Baskonia, c’est d’abord un nom qui parle aux amateurs de basketball. Le club basé à Vitoria-Gasteiz, fondé en 1959, est devenu une référence continentale dans les années 2000 en remportant plusieurs titres en Espagne et en atteignant le dernier carré de l’Euroligue à de nombreuses reprises. En 2011, sa méthode de management a été appliquée au principal club de football de la ville, le Deportivo Alavés, qui se débattait alors sportivement en Segunda B (troisième division) et financièrement avec des dettes à hauteur de 20 millions d’euros. En 2016, il a retrouvé l’élite du foot espagnol. En 2017, il a atteint la finale de la Copa del Rey (défaite contre Barcelone).
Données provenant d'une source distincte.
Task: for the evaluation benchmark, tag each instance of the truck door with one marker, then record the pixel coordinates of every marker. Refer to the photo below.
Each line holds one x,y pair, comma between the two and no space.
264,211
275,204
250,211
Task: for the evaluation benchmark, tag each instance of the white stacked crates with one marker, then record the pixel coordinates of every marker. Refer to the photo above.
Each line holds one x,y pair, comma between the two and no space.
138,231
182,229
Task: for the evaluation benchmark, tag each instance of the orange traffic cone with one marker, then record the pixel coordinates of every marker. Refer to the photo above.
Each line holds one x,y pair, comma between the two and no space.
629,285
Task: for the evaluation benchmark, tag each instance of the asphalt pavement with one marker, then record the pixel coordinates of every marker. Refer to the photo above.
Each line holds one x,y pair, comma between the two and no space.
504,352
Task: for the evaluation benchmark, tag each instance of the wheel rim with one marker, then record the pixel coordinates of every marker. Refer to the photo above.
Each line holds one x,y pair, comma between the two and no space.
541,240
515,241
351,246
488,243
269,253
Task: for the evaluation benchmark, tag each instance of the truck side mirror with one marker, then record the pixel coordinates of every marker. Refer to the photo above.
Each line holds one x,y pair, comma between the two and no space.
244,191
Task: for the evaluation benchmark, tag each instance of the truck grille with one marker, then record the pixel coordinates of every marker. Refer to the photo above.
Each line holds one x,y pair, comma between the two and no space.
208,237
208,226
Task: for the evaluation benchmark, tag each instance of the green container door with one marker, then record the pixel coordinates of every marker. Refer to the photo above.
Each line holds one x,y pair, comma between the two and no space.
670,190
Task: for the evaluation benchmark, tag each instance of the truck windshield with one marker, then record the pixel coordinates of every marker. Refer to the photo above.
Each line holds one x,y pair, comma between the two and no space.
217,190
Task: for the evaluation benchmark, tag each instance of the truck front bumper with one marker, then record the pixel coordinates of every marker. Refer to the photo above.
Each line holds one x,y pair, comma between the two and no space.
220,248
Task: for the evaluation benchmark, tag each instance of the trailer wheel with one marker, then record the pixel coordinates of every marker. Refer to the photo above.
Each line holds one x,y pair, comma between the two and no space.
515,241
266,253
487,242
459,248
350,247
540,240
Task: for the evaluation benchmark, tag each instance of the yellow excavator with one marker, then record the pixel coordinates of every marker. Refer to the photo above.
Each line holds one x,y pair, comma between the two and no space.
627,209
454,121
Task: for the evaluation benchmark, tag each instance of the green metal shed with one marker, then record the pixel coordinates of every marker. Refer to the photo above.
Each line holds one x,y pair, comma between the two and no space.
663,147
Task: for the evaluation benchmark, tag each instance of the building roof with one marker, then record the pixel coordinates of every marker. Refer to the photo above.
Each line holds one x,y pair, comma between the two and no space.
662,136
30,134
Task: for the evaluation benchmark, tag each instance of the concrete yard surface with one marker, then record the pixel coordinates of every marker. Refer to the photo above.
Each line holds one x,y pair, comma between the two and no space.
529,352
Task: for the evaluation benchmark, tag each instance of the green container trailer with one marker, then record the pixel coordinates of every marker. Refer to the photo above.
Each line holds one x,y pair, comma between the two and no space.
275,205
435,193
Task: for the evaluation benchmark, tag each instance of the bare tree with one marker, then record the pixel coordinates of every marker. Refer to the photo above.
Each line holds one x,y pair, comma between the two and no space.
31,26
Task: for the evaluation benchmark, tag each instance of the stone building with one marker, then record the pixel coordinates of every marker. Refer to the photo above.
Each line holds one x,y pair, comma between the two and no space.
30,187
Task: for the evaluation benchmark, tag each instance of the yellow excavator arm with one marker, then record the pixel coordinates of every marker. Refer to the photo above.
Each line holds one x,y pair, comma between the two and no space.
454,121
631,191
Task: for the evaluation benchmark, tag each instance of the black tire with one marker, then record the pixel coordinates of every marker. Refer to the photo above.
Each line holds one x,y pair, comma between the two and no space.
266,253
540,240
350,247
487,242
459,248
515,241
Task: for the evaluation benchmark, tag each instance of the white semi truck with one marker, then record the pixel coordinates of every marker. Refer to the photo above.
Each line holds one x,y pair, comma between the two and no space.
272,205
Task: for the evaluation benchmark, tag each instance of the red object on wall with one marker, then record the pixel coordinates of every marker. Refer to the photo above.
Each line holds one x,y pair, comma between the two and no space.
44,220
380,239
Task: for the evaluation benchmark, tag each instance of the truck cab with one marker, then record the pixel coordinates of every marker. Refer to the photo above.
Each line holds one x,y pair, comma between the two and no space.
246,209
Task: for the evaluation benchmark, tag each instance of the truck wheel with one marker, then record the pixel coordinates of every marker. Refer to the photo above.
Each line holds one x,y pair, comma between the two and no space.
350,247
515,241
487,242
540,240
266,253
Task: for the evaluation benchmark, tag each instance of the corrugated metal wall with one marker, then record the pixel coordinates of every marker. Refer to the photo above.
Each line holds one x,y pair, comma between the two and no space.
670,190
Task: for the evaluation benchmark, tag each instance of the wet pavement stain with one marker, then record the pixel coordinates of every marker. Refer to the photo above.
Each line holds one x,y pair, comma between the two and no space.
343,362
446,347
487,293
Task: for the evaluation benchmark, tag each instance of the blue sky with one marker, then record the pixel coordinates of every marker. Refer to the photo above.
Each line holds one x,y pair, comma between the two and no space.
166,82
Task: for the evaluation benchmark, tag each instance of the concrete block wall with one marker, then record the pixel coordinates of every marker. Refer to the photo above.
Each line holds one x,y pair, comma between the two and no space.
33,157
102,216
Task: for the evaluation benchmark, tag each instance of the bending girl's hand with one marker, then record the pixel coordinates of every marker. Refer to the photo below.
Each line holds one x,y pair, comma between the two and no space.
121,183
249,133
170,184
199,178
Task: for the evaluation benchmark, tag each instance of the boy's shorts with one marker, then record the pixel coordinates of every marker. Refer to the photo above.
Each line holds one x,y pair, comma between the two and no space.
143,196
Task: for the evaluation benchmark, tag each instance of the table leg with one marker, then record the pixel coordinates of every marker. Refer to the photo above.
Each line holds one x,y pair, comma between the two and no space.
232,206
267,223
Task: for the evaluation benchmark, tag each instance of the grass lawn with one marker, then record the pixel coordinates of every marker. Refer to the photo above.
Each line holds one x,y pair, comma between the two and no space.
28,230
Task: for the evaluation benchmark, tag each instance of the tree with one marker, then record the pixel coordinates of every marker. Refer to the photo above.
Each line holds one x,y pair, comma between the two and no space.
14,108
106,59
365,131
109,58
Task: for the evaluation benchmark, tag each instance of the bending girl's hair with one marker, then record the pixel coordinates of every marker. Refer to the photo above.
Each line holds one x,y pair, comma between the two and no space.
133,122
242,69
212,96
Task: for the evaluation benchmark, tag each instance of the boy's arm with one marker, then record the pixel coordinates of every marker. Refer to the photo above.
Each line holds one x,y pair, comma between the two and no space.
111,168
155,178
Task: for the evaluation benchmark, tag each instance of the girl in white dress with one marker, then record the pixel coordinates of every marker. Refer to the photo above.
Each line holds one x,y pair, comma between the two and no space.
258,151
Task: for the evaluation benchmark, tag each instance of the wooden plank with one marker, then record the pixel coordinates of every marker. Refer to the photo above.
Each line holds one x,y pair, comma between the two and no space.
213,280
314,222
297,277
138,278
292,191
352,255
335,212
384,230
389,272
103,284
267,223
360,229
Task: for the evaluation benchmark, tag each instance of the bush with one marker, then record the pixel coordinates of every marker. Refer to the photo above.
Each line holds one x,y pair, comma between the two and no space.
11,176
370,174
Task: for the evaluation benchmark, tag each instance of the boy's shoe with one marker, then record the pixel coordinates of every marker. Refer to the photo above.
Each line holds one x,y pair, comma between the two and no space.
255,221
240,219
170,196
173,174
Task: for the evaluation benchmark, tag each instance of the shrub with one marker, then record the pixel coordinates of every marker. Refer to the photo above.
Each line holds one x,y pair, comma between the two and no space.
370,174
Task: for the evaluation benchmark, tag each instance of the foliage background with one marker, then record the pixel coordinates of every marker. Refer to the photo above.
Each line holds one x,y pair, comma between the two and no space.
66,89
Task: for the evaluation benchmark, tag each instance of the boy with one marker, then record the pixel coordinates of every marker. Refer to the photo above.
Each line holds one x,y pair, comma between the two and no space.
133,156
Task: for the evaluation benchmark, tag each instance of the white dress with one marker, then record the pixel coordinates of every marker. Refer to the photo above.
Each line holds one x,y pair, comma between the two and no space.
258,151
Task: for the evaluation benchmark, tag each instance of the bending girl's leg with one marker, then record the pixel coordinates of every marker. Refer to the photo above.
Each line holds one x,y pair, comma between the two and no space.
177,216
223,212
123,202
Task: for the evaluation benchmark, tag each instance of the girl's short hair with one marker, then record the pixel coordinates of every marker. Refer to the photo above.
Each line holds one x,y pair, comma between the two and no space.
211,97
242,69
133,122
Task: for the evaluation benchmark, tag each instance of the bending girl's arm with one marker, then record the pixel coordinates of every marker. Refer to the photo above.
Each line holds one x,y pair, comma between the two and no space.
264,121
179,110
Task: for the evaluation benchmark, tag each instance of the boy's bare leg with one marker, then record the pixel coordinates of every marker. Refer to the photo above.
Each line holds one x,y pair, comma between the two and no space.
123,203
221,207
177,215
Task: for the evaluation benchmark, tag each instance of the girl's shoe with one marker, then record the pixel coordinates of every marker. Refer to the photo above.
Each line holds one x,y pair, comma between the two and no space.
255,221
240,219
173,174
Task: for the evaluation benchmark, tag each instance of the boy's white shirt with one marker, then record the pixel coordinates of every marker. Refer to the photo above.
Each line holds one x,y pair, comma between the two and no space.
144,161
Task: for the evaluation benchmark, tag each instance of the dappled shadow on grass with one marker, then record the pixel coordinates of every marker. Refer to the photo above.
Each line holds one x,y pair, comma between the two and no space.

Voilà qu’il se retrouve acoquiné avec une équipe française. Il n’est plus rare aujourd’hui de voir des clubs évoluant dans des championnats et des pays différents collaborer de manière plus ou moins officielle. Le City Football Group possède des parts dans cinq clubs sur quatre continents derrière la figure de proue Manchester City, tout frais champion d’Angleterre. Chelsea travaille main dans la main avec le Vitesse Arnhem (Pays-Bas) depuis des années. Le rapprochement établi avec Sochaux devrait aussi permettre au Deportivo Alavés d'«établir des liens footballistiques entre les deux équipes, avec des opérations de caractère économique et sportif», souligne un communiqué du club basque.

Les dirigeants du FCSM, eux, pensent avoir saisi «une belle opportunité de stabilité et d’avenir». Reste à voir comment elle sera accueillie par les supporters sochaliens, qui militent depuis des mois en tribunes et en coulisses pour un retrait pur et simple des actionnaires chinois.